On Twitter, Maggie Lee noted that 59% of the expenditure data records don’t have a description. There are 104,672 expenditure records. What have you found? We’ll dig into the data at our upcoming civic hack nights.

Events

The Tech Square ATL show-and-tell on Connected Cities is happening on Monday, September 13 from 3:00 to 5:00 pm. It’ll be at The Garage in Tech Square. We’ll be there talking about the Open Data Opportunity.

Then a few hours later in the same space, we’ll host our Civic Hack Night at 6:30 pm. Two weeks later on Tuesday, September 25 we’ll have Civic Hack Night at Atlanta Tech Village. We’ll be running voter registration drives at both hack nights. The deadline to register to vote for November’s election is October 9.

Projects

We’ve been steadily plugging away at several projects during civic hack nights. Attending our hack nights is the best way to get involved in our projects. We’ve also posted the Slack channel (#channel-name) for each project group below. Join our Slack if you haven’t yet and want to get in touch with a group.

  • AgLanta (#aglanta): We’re working with the City of Atlanta’s Mayor’s Office of Resilience on their urban agriculture and healthy fresh food initiatives. This partnership just started at the most recent hack night, which led to this handy map of where to get fresh produce around Atlanta. The Office of Resilience has more ideas, so the partnership promises to be fruitful!
  • Mobilize (#mobilize): The efforts of the Mobilize team combined with AgLanta at the most recent hack night. But before that, the team was focused on shared dockless mobility (like Bird scooters) around Atlanta. Check out this resources page for all the work they’ve done so far.
  • Reentry Bank (#reentry-bank): In partnership with the Georgia Micro Enterprise Network, the Reentry Bank prepares recently incarcerated people with the resources they need to qualify for a small business loan through a traditional lender.

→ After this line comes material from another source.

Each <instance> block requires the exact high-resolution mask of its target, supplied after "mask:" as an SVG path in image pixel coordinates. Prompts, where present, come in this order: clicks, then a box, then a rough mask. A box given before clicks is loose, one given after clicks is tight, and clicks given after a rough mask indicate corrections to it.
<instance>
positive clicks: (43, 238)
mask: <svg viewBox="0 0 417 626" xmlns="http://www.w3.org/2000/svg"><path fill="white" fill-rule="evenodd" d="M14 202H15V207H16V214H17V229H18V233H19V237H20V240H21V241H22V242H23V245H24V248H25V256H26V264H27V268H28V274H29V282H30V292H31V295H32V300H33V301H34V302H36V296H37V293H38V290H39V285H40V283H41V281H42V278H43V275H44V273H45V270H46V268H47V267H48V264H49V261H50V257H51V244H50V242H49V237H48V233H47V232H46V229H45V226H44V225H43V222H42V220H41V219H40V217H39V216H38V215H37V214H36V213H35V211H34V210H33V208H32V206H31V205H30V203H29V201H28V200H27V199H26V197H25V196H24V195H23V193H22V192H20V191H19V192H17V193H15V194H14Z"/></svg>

The website is set up, and now content is being filled in.
  • Library Books Scanner (#library-books): Did you know that all Atlanta-Fulton Public Library books are tagged with RFID? A technical services administrator with the library system has been coming to hack night with a Raspberry Pi to see if we can develop a low-cost way for library patrons to quickly see more information about a book they have in hand, like reviews and related titles. At the last hack night, we discovered that the RFID chips in the books can’t be easily read by the Raspberry Pi’s RFID reader. So we’re now exploring a USB Barcode Scanner that can attach to the Pi.
  • Georgia Social Safety Net Survey (#safety-net): Code for America’s Integrated Benefits Initiative is doing a survey of state administered public benefits systems like SNAP and Medicaid. We’ve been filling out a survey on the technical landscape of the State of Georgia’s safety net programs.
  • Civic Tech Immigration Coalition (#immigration): We’re joining with Code for America, Codeando Mexico, and The GovLab on an effort focused on helping front-line immigrant rights groups better serve vulnerable families at the border with Mexico.
  • UrbanGeekz (#urbangeekz): UrbanGeekz is an African-American, Latinx, and multicultural digital news platform focused on technology, business, science, and startups. We’ve ben helping make improvements to their WordPress installation.

Leadership Team

This summer, we welcomed three new members to the Code for Atlanta leadership team. Yeti Aberra and Megan Calamusa joined in July, and Faith Wallace joined in August.